La voluntad de Dios se manifiesta en lo que es y en permitir que Dios se viva a través de uno mismo en todo momento.

En Jesús lo vemos, por ejemplo, cuando dice: “Abba, Padre, todo te es posible: aleja de mí este cáliz, pero que no se haga mi voluntad, sino la tuya” (Mc 14, 36); es la plena aceptación de lo que es.

En María ocurre lo mismo: “Hágase en mi tu Voluntad” (Lc 1, 38); María se deja vivir por el Espíritu.

 

Desde esta comprensión profunda, “cumplir la Voluntad de Dios”, no es otra cosa que amar lo que es.

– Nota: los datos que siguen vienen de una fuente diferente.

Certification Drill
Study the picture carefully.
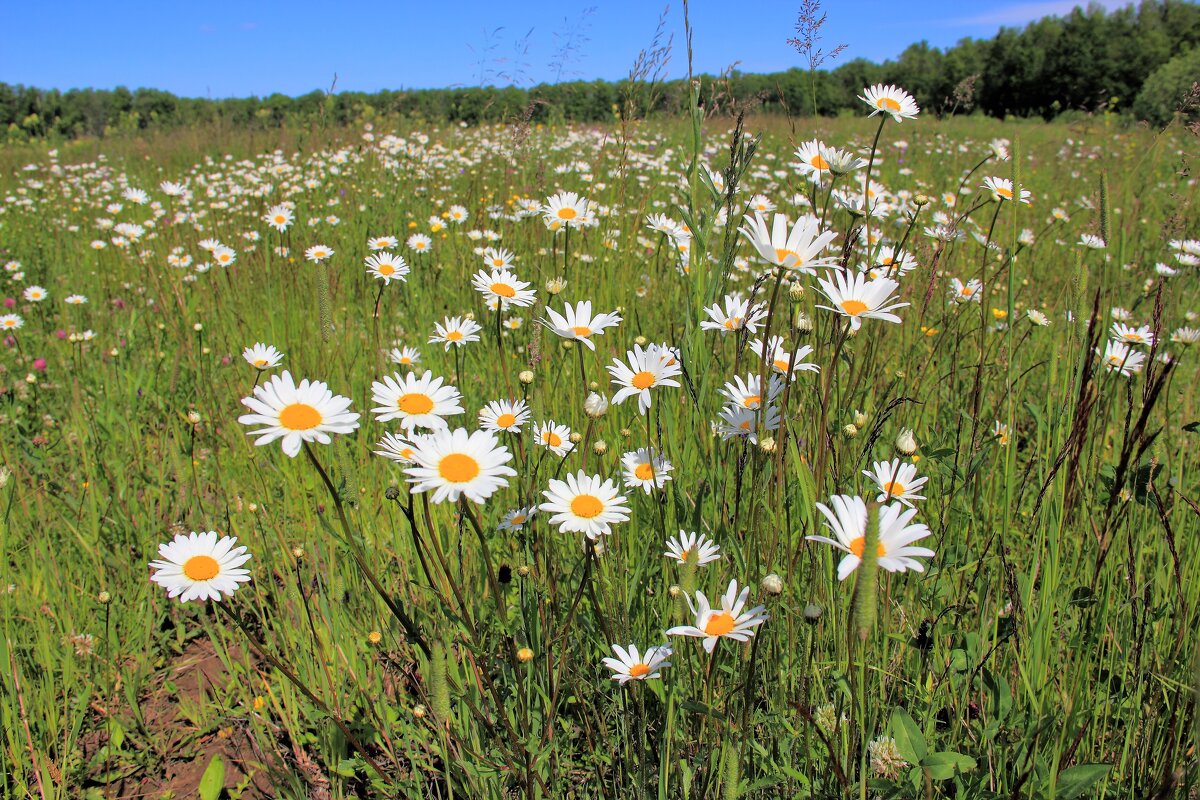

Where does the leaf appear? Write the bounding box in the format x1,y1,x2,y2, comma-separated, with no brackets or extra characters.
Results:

Por eso los místicos, aunque estaban en un contexto teísta (la visión de un Dios exterior y separado) intuyeron esta verdad y por eso recibían todo, como expresión de la Voluntad de Dios.

 

San Juan de la Cruz, poco antes de su muerte, solo y abandonado por todos, pudo decir: “estas cosas no las hacen los hombres, sino Dios, que sabe lo que nos conviene y las ordena para nuestro bien. No piense otra cosa, sino que todo lo ordena Dios.

 

Ahora podemos comprender el “juego” del evangelista sobre el “afuera” y el “adentro”.

Los parientes de Jesús están afuera: “Tu madre y tus hermanos te buscan ahí fuera” (3, 32); y Jesús, según ellos, “está afuera de sí mismo”, está loco.

Jesús pone todos adentro: “el que hace la voluntad de Dios, ese es mi hermano, mi hermana y mi madre” (3, 35).

 

Hay una relación con los demás y con la vida que va más allá del vínculo de sangre. El vínculo del Espíritu y en el Espíritu es mucho más potente, porque expresa nuestra verdadera identidad: somos uno.

 

Este es el sentido más originario y profundo de la palabra católico: universal, abierto a todos, abierto al todo.

 

Católico es aquel que reconoce lo Uno más allá de las diferencias.

 

Católico es aquel que descubre el mismo Espíritu en todo y en todos.

 

Católico es aquel que ama a todo y a todos.

 

Católico es aquel que reconoce la Presencia del Misterio en cada persona, más allá de sus creencias y su religión.

 

Católico es aquel que descubre la Voluntad de Dios en todo lo que es y se deja vivir por el único y luminoso Espíritu.